Hi all, I am looking for the formula for Blacken-it.  I know that is a brand name but I don't know what else to call it.  I bought some but I need a bigger volume so I can submerge the whole project I need it for.


----------



## altterrain (Jan 2, 2008)

secure.sciencecompany.com/Do-It-Yourself-Patina-Formulas-W12C672.aspx


-Brian


----------



## Taperpin (Jan 6, 2008)

Dan,
       Blacken -it and similar products are based on Selenium dioxide..sometimes marjeted as "Ebonite"   chemical suppliers should be able to help..not cheap though.

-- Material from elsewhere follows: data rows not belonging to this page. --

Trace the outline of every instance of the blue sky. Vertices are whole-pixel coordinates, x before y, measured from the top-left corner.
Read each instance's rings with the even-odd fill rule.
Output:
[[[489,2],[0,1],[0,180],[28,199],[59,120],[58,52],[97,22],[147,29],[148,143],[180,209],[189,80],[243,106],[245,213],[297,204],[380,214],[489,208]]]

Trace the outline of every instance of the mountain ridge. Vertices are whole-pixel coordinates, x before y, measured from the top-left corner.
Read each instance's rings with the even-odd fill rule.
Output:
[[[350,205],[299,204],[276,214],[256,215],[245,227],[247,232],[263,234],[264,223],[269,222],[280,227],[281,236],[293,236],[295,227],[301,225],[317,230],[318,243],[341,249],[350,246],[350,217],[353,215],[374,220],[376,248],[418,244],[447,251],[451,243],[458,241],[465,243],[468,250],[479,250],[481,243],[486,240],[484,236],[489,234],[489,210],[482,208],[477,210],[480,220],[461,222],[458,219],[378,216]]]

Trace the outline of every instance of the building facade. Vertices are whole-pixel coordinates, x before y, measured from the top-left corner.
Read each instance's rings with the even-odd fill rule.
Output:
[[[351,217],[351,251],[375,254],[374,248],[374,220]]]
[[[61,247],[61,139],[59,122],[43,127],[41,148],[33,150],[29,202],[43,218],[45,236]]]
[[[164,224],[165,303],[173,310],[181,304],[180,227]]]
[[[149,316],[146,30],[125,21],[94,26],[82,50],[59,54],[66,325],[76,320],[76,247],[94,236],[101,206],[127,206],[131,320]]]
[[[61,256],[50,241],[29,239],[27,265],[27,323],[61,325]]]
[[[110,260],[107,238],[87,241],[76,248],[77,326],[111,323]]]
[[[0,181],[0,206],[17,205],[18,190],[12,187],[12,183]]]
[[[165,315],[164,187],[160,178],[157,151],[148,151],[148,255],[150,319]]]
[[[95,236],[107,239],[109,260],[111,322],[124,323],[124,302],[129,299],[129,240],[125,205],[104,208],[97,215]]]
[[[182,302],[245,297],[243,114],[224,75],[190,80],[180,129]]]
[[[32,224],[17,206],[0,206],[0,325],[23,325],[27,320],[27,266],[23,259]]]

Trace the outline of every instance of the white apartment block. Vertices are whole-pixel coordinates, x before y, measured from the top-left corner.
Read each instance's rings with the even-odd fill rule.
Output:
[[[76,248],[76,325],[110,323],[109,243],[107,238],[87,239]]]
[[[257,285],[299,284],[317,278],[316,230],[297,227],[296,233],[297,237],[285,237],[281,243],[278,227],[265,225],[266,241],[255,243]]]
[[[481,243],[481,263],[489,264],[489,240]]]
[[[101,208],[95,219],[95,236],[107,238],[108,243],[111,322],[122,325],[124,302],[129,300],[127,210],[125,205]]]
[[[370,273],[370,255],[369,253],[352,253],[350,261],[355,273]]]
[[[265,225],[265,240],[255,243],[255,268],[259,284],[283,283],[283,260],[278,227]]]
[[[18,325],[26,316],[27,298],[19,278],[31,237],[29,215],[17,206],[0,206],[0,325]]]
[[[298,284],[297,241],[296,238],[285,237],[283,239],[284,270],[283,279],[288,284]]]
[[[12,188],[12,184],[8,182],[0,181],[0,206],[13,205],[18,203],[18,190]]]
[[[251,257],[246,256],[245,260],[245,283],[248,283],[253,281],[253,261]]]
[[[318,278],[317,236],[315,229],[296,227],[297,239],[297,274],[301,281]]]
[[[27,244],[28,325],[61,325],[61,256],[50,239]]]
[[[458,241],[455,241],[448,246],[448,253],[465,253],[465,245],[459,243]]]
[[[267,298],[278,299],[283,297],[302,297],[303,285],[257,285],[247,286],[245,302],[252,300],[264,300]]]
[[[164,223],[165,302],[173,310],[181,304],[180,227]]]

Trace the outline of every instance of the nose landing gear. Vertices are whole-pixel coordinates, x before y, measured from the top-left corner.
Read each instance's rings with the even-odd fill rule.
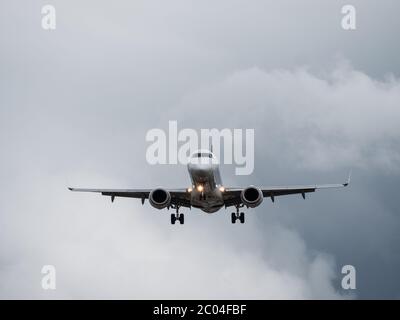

                                                                                  Gordon


----------



## peter bunce (Dec 29, 2007)

Hi Don, 

Look for 'Gun Blue'; also 'Birchwood Casey' make it . I have some of their 'Aluminium Black' which blackens brass as well. The black is not true black but a very dark brown color by the way.


----------



## livesteam5629 (Jan 2, 2008)

Dan,
 Try JAX Chemicals (just google it) in Floral Park NY. They sell large quantities of Pewter Black, Brass Black, Alum. Black etc. Products are reasonably priced but the shipping will get you. OSHA! 
Noel


----------



## Bob Starr (Jan 2, 2008)

You can also use Liver of Sulphur to blacken any non-ferrous metal.  Jewelery supply stores will carry it.


----------



## Dan Pantages (Jan 2, 2008)

Thanks Guys, I will look today for these.


----------



## tony23 (Jan 2, 2008)

Hi Dan,

I know it's in the UK but you could try these guys they sell a complete kit ready to go GLR http://www.modelmakingsupplies.co.uk/ click on Catalogue then in the list click on Metal Blackening 

Tony


----------



## Brooks (Jan 2, 2008)

http://www.rcgroups.com/forums/showthread.php?t=520465&page=69 

look at post 1030 and 1031 - these guys had problems with continuing corrosion after using blackening products. Probably a good idea to test your product before dunking your good parts.


----------